Mit anderen Worten, die Verluste wurden sozialisiert und die Gewinne privatisiert. Im Ergebnis wuchs die soziale Ungleichheit auf historische Höchststände, während die Konzentration von Macht und Ressourcen an der Spitze der Gesellschaft immer weiter zunimmt. Linke Theoretiker wie der italienische Philosoph Giorgio Agamben oder die kanadische Aktivistin Naomi Klein sehen daher in der Politik des Ausnahmezustands keineswegs unbeabsichtigte Unfälle, sondern eine besonders perfide Art, den Katastrophenkapitalismus zu regieren.
Warum sind den Reichen und Mächtigen ausgeglichene Haushalte überhaupt wichtiger als nachhaltiges Wachstum und Vollbeschäftigung? Welches politökonomische Ziel steht hinter Steuerkürzungen und Schuldenbremse? Wer profitiert von dem Dogma, dass sich der demokratische Staat nicht in den Markt einmischen dürfe? Die Antwort liegt auf der Hand: Es sind die Großbanken und Großkonzerne, die nun ohne lästige Gemeinwohlbelange über die Geld-, Steuer- oder Handelspolitik entscheiden können. Ein Staat ohne nachhaltige Einkommensbasis ist abhängig von seinen Kreditgebern. Ein vom Finanzkapital abhängiger Staat kommt nicht auf die dumme Idee, die Finanzmärkte unter demokratische Kontrolle zu stellen. Stattdessen wird er Staatseigentum privatisieren, um Haushaltslöcher zu stopfen. Die Geschäftsbanken können ungestört weiter Geld schöpfen. Investmenthäuser mit diesem billigen Geld spekulieren. Explodierende Vermögenswerte machen die Superreichen noch reicher. Vor allem aber stärkt der Deflationsdruck die Gläubiger, darunter viele Banken, auf Kosten der Schuldner, in der Mehrheit Unternehmen und Haushalte.

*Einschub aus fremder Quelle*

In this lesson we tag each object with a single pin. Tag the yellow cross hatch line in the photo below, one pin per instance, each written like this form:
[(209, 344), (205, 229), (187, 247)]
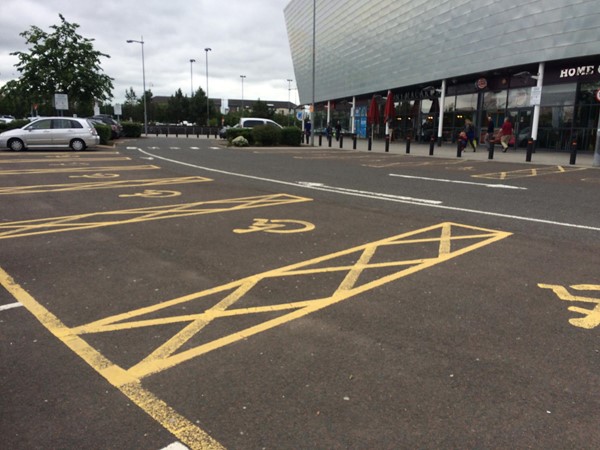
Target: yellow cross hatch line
[(129, 216), (440, 243), (76, 170), (92, 185)]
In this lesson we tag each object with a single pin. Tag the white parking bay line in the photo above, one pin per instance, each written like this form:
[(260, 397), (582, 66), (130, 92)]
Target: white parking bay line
[(471, 183), (10, 306)]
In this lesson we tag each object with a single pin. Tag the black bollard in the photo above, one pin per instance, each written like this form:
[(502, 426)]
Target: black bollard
[(573, 152), (530, 144)]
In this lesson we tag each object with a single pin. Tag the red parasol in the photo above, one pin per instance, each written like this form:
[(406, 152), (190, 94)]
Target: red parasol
[(390, 111), (373, 113)]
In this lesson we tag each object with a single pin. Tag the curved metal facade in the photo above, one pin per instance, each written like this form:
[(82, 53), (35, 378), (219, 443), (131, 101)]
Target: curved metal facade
[(365, 46)]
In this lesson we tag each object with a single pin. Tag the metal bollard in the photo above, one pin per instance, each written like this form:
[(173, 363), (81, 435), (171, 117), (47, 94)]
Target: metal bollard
[(573, 152)]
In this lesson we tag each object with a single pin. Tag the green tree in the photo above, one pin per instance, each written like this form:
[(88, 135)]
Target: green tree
[(61, 61)]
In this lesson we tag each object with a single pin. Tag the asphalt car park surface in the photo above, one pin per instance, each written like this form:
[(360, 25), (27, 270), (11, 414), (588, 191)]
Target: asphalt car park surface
[(178, 292)]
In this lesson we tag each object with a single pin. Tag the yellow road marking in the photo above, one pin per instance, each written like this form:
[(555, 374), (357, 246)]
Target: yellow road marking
[(120, 184), (525, 173), (72, 158), (110, 218), (439, 243), (592, 316), (76, 170), (442, 242), (187, 432), (276, 226)]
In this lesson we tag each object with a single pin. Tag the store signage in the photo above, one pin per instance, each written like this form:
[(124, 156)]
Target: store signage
[(580, 71)]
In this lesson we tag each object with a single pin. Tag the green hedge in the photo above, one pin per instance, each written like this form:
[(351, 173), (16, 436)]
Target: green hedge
[(104, 131), (291, 136), (132, 129), (232, 133), (266, 135)]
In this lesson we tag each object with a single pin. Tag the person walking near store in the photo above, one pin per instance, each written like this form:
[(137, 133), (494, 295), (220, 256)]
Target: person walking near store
[(470, 132), (489, 137), (338, 130), (505, 134)]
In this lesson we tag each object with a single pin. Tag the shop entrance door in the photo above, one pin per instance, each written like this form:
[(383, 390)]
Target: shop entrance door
[(521, 119)]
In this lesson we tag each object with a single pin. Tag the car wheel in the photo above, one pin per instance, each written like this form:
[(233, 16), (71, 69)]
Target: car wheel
[(77, 145), (16, 145)]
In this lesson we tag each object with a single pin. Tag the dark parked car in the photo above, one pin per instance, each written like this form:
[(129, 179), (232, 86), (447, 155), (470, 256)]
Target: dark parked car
[(115, 126)]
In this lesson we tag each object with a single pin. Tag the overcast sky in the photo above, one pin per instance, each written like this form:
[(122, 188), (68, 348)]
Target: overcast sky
[(247, 37)]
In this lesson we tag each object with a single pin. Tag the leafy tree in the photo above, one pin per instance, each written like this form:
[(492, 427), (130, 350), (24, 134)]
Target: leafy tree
[(61, 61)]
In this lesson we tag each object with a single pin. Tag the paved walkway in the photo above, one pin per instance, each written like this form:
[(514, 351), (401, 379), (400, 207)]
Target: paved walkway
[(447, 150)]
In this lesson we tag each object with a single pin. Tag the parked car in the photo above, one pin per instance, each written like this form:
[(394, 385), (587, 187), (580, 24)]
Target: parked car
[(52, 132), (117, 129)]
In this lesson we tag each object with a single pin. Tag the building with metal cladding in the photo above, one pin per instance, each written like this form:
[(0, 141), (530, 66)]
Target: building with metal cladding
[(444, 61)]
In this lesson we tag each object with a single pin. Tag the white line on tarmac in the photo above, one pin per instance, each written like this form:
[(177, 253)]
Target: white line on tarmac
[(497, 186), (318, 186), (10, 306)]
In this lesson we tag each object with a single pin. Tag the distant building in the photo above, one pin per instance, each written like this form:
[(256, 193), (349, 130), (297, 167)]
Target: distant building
[(536, 62)]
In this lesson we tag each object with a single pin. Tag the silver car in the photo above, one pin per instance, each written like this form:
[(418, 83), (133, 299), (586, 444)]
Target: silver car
[(52, 132)]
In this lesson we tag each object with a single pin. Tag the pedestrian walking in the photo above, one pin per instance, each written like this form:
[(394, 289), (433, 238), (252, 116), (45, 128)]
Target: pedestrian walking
[(470, 132), (506, 133)]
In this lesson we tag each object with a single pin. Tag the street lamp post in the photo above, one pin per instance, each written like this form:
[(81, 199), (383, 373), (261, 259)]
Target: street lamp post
[(141, 41), (207, 49), (289, 103), (242, 77), (192, 76)]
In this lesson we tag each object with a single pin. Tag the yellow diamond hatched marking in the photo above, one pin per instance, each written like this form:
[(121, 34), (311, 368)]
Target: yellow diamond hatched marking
[(446, 241), (356, 268), (128, 216), (92, 185), (591, 317), (525, 173)]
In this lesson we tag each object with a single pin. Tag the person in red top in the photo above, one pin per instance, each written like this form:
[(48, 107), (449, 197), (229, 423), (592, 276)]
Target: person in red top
[(505, 134)]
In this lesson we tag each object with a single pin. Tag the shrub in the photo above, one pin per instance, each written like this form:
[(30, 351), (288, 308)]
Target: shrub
[(232, 133), (104, 131), (132, 129), (291, 136), (266, 135)]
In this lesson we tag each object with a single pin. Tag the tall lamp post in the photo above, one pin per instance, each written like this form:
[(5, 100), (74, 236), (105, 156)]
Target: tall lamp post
[(192, 76), (207, 103), (242, 77), (289, 103), (141, 41)]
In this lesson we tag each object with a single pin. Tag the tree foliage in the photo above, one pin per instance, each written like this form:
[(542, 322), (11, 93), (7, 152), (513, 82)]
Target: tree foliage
[(61, 61)]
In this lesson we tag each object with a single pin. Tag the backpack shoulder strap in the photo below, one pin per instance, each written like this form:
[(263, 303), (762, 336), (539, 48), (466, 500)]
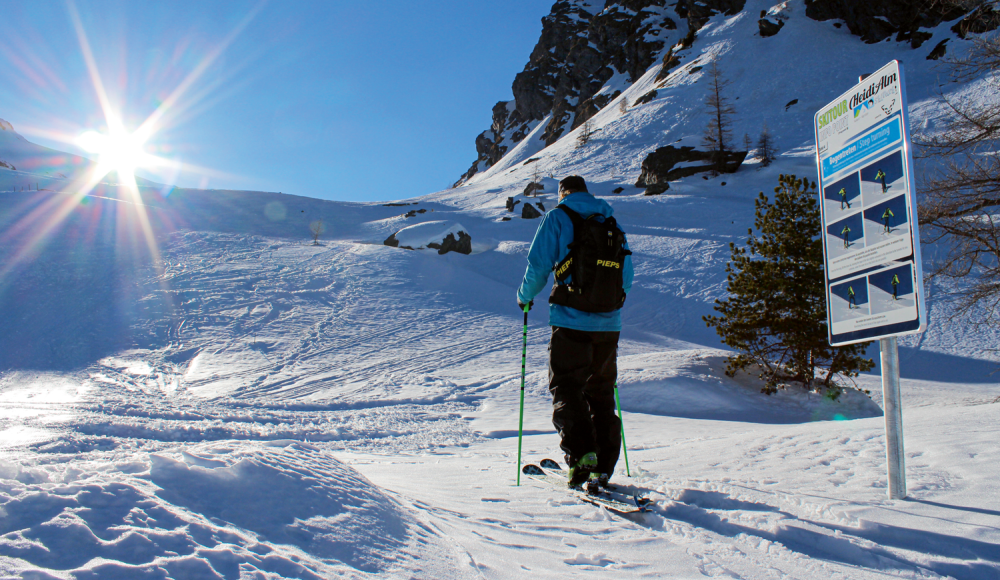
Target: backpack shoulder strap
[(574, 217), (562, 269)]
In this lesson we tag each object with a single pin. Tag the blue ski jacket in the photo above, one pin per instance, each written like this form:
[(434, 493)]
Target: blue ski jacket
[(550, 246)]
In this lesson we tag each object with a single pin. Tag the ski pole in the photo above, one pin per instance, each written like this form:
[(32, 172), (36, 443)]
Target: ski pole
[(622, 421), (520, 421)]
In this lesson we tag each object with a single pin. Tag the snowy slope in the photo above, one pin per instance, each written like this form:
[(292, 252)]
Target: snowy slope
[(190, 389)]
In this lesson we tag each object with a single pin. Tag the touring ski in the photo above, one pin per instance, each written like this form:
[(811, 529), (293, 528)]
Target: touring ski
[(602, 499), (633, 494)]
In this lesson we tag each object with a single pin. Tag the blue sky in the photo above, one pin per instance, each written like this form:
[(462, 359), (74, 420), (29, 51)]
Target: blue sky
[(335, 99)]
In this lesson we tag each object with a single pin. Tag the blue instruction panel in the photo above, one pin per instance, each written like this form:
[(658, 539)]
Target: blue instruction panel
[(871, 245)]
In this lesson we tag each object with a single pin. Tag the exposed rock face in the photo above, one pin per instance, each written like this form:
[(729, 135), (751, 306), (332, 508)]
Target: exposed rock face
[(532, 187), (768, 28), (939, 50), (582, 45), (658, 167), (463, 245), (980, 20), (876, 20), (439, 235)]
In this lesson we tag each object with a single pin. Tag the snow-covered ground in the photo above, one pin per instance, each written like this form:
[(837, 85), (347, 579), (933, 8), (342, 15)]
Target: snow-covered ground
[(191, 389)]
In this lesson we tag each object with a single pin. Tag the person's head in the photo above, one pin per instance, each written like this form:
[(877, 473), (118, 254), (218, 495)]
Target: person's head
[(571, 184)]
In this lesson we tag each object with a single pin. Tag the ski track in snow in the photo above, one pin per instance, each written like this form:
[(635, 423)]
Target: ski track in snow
[(248, 405)]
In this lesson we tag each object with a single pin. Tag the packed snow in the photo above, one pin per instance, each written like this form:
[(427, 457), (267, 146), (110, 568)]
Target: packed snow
[(190, 388)]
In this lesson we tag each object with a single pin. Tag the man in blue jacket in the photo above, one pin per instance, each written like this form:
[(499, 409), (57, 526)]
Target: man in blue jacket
[(583, 350)]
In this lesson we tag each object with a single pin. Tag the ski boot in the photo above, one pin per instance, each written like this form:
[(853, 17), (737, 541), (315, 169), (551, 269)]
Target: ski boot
[(579, 473), (598, 482)]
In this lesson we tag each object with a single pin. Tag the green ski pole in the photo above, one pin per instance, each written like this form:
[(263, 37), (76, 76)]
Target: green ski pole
[(622, 421), (520, 421)]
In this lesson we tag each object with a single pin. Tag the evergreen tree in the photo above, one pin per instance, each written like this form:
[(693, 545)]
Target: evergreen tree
[(766, 149), (586, 132), (718, 134), (775, 316), (317, 228)]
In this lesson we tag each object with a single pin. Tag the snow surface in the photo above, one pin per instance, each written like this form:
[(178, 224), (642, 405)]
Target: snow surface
[(203, 393)]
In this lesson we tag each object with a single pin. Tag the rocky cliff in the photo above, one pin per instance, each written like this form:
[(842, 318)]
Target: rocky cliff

Würde der Fiskus dagegen die Nachfrage ankurbeln, und damit den Zentralbanken dabei helfen, ihr Inflationsziel von 2 Prozent zu erreichen, würden sich die Kräfteverhältnisse in der politischen Ökonomie verschieben. Die Aussicht auf steigende Preise motiviert die Konsumenten, lieber heute zu konsumieren, als auf morgen zu warten. Die Aussicht auf Profite motiviert die Unternehmen, wieder zu investieren. Und eine angemessene Inflationsrate erleichtert es Unternehmen und Haushalten, ihre Kredite zurückzuzahlen. Springt die Konjunktur endlich an, können die Zentralbanken moderat die Zinsen erhöhen und so langsam die Schwemme billigen Geldes austrocknen. Unternehmer, Sparer, Mieter und Konsumenten würden profitieren. Die Verlierer wären die Finanzmarktakteure. Mit anderen Worten: Die »Schwarze Null« ist ein Konjunkturprogramm für die 1 Prozent auf Kosten der 99 Prozent.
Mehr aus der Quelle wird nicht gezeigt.